Throwback Travel: Budapest’s Bathing Beauty

Geothermal and glorious, Budapest’s Gellért Baths opened in 1918, the year that marked the end of World War I and the Austro-Hungarian Empire’s collapse.

The Art Nouveau complex, slathered with sculpture and mosaics, tempted locals and visitors alike with its effervescent natatorium, mud baths, and treatment rooms for ailments of every kind. In the Roaring ’20s, when this gaggle was captured frolicking in the outdoor pool, the spa’s future looked as bright as its waters.

However, bombs from a second world war and a descending Iron Curtain took their toll on the therapeutic icon. Following decades of decline, a major makeover in 2008 restored the Gellért to an imperial gleam.

Here are a few memorable takeaways from the soak of a century:

  • The bath’s adjoining Hotel Gellért is a storied four-star hostelry known as the “First Lady of Hungarian Tourism.” Really.
  • There’s a reason they call Budapest the “City of Spas.” The city, which spans the Danube, is built over more than 100 natural springs that feed its many bath houses. On the whole, Hungary boasts some 1,500 thermal springs, 450 baths, and the biggest thermal lake in Europe, Lake Hévíz.
  • The first structure to inhabit the site where the Gellért complex now stands was built in the 13th century—a hospital erected by Hungarian King Andrew II’s doctor—to make use of the healing waters below the Earth’s surface. Invading Turks built baths in Budapest in the 16th century.
  • The Gellért’s trademark tiles were made by Zsolnay Porcelain Manufacturing. Still around, the company now sells ceramics to IKEA.
  • One of the outside pools boasts a Jazz Age wave-making machine—the first of its kind. Installed in 1927, it’s still making a splash.
  • The Gellért’s thermal pools were long segregated by sex. Bathers swam nude or wore a kötény, a modest apron. In 2013, management allowed men and women to bathe together. Swimsuits that “cover the most important gender essentials” are now required.
  • The bath treatments on offer at the complex include a unique salt chamber where patrons inhale salt-scented air for relief from asthma and other respiratory problems.
  • One Hungarian bathing beauty you wouldn’t want to meet: Countess Elizabeth Bathory. Perhaps the most prolific female serial killer of all time, Bathory is rumored to have soaked in the blood of young girls she had murdered. She was bricked up inside a castle in present-day Slovakia in 1611, where she died three years later at the age of 54.

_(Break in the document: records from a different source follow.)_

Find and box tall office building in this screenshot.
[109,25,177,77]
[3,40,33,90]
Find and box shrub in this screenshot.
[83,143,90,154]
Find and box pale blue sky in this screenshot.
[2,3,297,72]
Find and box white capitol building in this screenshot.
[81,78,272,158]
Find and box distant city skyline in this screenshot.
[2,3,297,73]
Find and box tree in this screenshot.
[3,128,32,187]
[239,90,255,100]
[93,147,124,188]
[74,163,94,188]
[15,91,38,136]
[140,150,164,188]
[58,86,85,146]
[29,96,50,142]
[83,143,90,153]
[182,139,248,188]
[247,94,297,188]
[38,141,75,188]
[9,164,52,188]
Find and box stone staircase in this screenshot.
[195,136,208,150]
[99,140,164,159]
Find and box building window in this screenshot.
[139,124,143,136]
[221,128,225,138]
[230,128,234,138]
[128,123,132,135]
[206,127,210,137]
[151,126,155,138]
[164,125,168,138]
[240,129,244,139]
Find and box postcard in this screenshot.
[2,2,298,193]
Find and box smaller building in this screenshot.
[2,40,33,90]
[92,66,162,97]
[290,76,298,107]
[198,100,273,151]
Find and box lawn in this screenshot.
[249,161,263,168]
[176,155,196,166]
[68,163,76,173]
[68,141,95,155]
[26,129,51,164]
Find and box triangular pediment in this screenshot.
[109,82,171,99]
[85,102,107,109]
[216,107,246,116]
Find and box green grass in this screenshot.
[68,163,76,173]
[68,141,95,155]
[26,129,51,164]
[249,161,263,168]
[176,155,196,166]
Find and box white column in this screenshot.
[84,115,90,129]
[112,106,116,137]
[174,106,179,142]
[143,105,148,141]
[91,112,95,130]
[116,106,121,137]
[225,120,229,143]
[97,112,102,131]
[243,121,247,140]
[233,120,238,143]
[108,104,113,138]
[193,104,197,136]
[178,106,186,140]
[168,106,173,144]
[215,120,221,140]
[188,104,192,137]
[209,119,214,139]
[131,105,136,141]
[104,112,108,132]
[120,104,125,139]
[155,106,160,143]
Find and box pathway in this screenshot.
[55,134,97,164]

Andrew Nelson is a contributing editor to National Geographic Traveler magazine. Follow him on Twitter @andrewnelson.

Comments

  1. Laris traveler
    Mexico. and Miami
    December 18, 2014, 10:15 am

    I was there years ago. In 1995 when I graduated from college.
    Although not so glorious as in the picture it was still beautiful and a great experience.
    Lovely!!

  2. Chloe Logan
    France
    December 17, 2014, 8:20 am

    Oh! I was there in early November. At night, so we couldn’t see much, but that made it so much more luxurious. What a lovely place and great article!

    Chloe | Wanderlust in the Midwest

  3. Geeky Explorer
    Barcelona, Spain
    December 16, 2014, 11:11 am

    I have only tried the Szechenyi baths. After a few days walking through the city, it is a relaxing and at the same time, unique experience. Just what I needed for!